Etre adulte, c’est avoir de l’expérience, des connaissances, mais aussi un regard « éclairé » sur le monde qui nous entoure. Enfin, ça, c’est la théorie. Parce qu’en pratique, de la même manière que l’on ne devient pas raisonnable du jour au lendemain, on ne se réveille pas un beau matin en étant miraculeusement devenu plus lucide.
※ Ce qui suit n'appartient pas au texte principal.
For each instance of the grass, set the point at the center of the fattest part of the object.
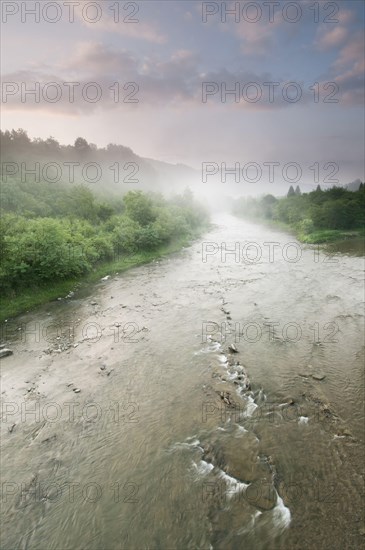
(28, 298)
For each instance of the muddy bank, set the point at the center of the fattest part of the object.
(176, 407)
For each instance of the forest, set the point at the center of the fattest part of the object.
(315, 217)
(62, 231)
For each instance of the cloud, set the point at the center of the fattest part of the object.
(148, 82)
(349, 70)
(330, 38)
(127, 23)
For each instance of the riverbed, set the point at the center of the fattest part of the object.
(212, 399)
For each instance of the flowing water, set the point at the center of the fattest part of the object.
(130, 422)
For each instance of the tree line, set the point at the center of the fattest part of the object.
(51, 233)
(315, 216)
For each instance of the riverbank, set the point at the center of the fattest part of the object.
(320, 236)
(28, 298)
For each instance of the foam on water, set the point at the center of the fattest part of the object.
(251, 406)
(281, 514)
(234, 486)
(203, 468)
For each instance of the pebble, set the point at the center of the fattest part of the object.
(318, 376)
(5, 352)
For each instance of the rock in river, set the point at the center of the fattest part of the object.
(5, 352)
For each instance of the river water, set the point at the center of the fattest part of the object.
(158, 434)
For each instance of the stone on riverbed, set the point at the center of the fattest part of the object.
(232, 348)
(318, 376)
(5, 352)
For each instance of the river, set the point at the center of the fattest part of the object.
(206, 400)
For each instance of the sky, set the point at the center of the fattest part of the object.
(193, 82)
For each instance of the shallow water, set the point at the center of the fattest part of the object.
(148, 454)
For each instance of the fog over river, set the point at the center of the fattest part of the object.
(206, 400)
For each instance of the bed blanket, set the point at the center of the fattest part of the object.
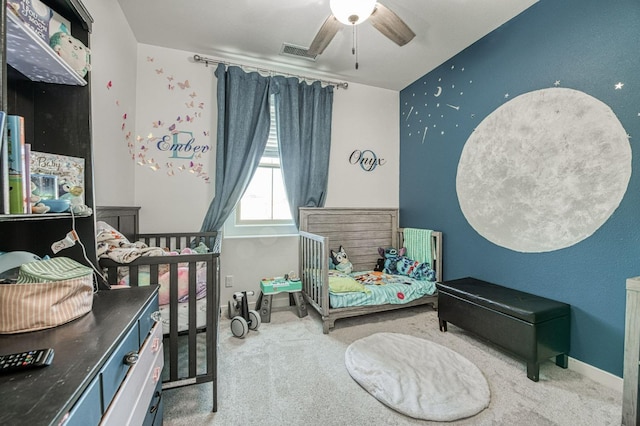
(113, 245)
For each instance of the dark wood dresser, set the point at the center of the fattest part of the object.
(89, 382)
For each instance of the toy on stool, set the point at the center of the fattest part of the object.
(243, 319)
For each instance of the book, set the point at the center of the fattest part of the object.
(26, 178)
(15, 141)
(4, 165)
(69, 170)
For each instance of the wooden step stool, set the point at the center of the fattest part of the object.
(269, 287)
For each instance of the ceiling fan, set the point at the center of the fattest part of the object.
(354, 12)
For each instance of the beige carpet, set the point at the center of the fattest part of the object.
(289, 373)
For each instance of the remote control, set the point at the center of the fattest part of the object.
(24, 360)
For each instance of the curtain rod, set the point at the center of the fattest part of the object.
(207, 61)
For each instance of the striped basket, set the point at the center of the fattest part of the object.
(31, 306)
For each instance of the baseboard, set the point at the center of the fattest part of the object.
(603, 377)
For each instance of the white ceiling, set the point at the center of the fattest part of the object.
(251, 32)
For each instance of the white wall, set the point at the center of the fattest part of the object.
(174, 94)
(113, 102)
(149, 85)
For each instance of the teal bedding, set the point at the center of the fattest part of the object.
(382, 289)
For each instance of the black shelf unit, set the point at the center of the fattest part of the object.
(57, 120)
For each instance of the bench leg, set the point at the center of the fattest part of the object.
(300, 305)
(443, 325)
(263, 305)
(562, 360)
(533, 371)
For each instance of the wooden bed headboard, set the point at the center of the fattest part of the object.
(359, 231)
(124, 219)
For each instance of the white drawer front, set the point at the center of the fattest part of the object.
(136, 390)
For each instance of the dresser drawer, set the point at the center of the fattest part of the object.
(130, 404)
(147, 321)
(116, 368)
(88, 409)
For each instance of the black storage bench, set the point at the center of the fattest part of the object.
(529, 326)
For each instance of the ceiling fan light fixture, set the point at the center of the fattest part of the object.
(352, 12)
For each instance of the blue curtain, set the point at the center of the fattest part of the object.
(303, 119)
(243, 130)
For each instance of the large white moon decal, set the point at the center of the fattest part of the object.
(544, 171)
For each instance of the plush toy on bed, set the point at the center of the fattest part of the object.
(341, 261)
(379, 265)
(72, 51)
(391, 257)
(415, 269)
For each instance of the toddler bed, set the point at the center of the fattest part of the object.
(188, 295)
(361, 232)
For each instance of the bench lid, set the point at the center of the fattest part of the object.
(525, 306)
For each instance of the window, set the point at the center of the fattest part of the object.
(264, 204)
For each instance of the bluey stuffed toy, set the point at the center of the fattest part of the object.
(341, 261)
(415, 269)
(391, 258)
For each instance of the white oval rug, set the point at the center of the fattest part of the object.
(417, 377)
Le fait est que même quand on arrive à 30 ans (ou presque), certains mystères de la vie continuent à nous échapper. Mais surtout, on a parfois besoin d’introduire de la magie dans notre quotidien. Dans ce cas-là, il suffit de faire fi du rationnel pour se laisser bercer d’illusions, quitte à replonger dans une naïveté enfantine. Mais vous savez quoi ? Je préfère être naïve que désabusée.

Amy Adams dans Il était une fois

Savoir rester (un peu) naïve

On apprend en grandissant, c’est indéniable. On acquiert de l’expérience, on découvre de nouvelles choses. Cela nous permet de poser un regard plus lucide sur le monde qui nous entoure et ainsi d’évoluer. Pour autant, à l’âge de 30 ans (ou presque), il est parfois bon de se détacher de la réalité pour se laisser bercer par un peu de naïveté. La semaine dernière j’expliquais qu’arrivée à la trentaine certaines illusions que j’avais pu avoir auparavant s’étaient envolées. Cependant, je conserve malgré tout une bonne dose de naïveté. L’attitude candide avec laquelle j’aborde certaines situations est souvent source de déconvenues, mais ce n’est pas grave, je suis heureuse d’avoir su garder un peu d’innocence. Se raccrocher à des  croyances, même farfelues, permet de conserver une dose de fraîcheur face à la morosité ambiante. Car le cynisme, à la longue, ça finit par vous bouffer l’estomac. Et je suis trop jeune pour avoir des ulcères.